According to his view of the matter, I was a hireling brought in by the despots of the government to take away the people’s homes — but this was comparatively mild. He reserved his real scorn for Seixas and the other treasury department officials. Seixas, he alleged, had persuaded the president to choose this way of tackling the shantytown problem, instead of rehousing the squatters, because he held shares in a highway construction company which was likely to benefit.

I wondered what the laws of libel were like in Aguazul. Fairly elastic, to judge from this.

As I’d promised, when I was through with breakfast, I went down to the traffic department to look in on Angers and see if there was any news. I found him talking to a pale, fair-haired young man with a slight speech impediment and hornrimmed glasses.

Angers, serious-faced, interrupted the conversation to introduce his companion as Mr. Caldwell of the city health department, and waved me to a chair.

“I’ve just been hearing some rather interesting news, Hakluyt,” he said. “Caldwell, maybe you’d tell Hakluyt what you just told me. I think he ought to hear it right away.”

I sat down and looked attentive. Caldwell cleared his throat nervously and gave me one quick glance before settling his eyes on the wall behind me and speaking in a low, monotonous voice.

“It was yesterday afternoon,” he said. “I was making my regular visit to S-s-sigueiras’s — his s-slum. We’ve been trying literally for years to get him to improve the c-conditions down there. I th-think I must have been there about the s-same time you were.

“Because when he came back he was s-saving he was going to file s-suit against Mr. Angers for this attempt to get rid of his s-slum.”

“Citizens’ rights again, I suppose?” interjected Angers, and Caldwell nodded, swallowing. His Adam’s apple bobbed.

Angers turned to me. “Of course, immediately I heard this, Hakluyt,” he said, “I felt I must ask you to concentrate on this aspect of the problem first, if you can. We don’t want to exert pressure on you in any way — after all, you’re the expert — but you do see what we’re up against, don’t you?”
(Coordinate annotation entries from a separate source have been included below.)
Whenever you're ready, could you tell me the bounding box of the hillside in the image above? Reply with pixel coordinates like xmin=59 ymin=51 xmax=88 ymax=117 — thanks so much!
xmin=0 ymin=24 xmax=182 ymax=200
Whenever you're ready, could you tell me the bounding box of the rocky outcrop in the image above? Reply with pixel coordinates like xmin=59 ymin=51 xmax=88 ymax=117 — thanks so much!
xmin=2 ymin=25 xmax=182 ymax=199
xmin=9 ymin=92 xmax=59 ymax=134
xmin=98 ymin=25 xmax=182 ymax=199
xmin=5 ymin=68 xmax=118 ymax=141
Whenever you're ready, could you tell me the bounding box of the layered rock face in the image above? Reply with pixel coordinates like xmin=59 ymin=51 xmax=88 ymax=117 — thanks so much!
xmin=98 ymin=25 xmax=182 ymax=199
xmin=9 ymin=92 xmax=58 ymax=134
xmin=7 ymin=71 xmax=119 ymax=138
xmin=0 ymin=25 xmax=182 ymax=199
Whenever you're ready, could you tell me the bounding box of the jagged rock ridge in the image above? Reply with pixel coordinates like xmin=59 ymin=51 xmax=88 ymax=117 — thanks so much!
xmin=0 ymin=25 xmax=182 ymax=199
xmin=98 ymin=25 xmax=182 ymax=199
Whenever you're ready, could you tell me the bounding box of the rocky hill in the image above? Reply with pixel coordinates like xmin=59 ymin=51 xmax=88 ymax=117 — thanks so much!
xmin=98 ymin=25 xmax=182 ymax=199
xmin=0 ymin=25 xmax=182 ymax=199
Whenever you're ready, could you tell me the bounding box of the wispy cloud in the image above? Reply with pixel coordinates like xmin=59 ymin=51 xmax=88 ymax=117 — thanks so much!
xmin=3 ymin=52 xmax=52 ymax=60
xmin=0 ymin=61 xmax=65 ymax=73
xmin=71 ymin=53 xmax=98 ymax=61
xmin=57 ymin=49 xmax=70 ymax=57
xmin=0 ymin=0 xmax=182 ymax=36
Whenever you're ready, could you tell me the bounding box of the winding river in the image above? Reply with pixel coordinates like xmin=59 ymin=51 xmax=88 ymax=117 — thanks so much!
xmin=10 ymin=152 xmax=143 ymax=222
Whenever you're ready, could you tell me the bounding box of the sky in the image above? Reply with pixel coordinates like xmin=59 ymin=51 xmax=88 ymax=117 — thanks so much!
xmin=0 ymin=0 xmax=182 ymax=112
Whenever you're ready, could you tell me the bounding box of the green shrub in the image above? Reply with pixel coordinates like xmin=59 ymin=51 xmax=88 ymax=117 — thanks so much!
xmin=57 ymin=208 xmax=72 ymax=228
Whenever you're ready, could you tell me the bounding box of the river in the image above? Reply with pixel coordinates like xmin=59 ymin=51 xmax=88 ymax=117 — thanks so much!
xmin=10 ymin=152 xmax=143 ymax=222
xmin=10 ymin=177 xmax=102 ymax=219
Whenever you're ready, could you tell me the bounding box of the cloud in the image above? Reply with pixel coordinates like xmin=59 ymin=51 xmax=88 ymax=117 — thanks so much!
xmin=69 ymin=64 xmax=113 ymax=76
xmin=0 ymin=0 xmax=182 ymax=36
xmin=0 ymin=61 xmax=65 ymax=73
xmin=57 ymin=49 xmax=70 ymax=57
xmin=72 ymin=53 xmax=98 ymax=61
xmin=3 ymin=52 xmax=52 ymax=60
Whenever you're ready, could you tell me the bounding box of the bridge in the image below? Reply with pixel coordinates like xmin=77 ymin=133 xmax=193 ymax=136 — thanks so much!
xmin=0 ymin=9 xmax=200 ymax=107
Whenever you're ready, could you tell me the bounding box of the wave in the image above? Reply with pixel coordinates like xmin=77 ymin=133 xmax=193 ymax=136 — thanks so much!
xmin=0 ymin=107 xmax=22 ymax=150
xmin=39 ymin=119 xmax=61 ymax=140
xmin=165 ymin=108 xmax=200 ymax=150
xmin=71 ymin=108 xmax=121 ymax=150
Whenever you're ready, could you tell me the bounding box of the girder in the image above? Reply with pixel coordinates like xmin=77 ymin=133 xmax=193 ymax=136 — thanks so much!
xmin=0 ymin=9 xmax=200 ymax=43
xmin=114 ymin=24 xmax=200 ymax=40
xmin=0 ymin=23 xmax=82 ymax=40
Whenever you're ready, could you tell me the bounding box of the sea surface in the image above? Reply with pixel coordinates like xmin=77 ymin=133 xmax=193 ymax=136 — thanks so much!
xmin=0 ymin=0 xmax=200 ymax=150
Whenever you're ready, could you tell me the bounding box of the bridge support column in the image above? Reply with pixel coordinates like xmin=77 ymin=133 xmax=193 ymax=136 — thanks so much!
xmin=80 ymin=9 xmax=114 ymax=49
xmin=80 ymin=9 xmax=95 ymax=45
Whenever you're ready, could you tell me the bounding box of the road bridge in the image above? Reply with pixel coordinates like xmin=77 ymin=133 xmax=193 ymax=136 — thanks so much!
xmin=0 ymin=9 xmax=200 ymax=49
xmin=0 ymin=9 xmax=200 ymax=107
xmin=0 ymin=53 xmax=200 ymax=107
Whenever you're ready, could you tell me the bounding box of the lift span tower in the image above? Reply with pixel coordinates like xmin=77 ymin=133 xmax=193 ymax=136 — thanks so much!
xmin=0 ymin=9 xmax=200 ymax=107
“I hope you see what I’m up against, too,” I answered dryly. “You asked me to keep personal considerations out of this, and I think that had better go on applying. You’ve given me a budget and a problem to solve; suppose you let me be the judge of the best way to tackle it, and you’ll get the best results. Besides — damn it, if the legal mills grind as slowly here as they do most other places, it’ll take months for Sigueiras to show results in his suit.”

Angers looked unhappy. “Well, that’s the unfortunate part of it,” he said. “The legal mills, as you put it, in Vados grind pretty quickly. It’s a different matter anywhere else in the country, but one of the things that Diaz has always insisted on ever since the city was built was quick handling of law cases — both civil and criminal. He was suspicious of us foreign-born citizens, you see, and he seems to have been afraid that we’d litigate the simple-minded native-born citizens out of their rights. Well, that’s beside the point — in the abstract, it’s a damned good thing that cases don’t hang around for months on end, of course, but Diaz has his own man in as Secretary of Justice — fellow called Gonzales — and he sees to it that if there’s a dispute involving a foreign-born citizen and a native-born citizen, it moves like lightning.”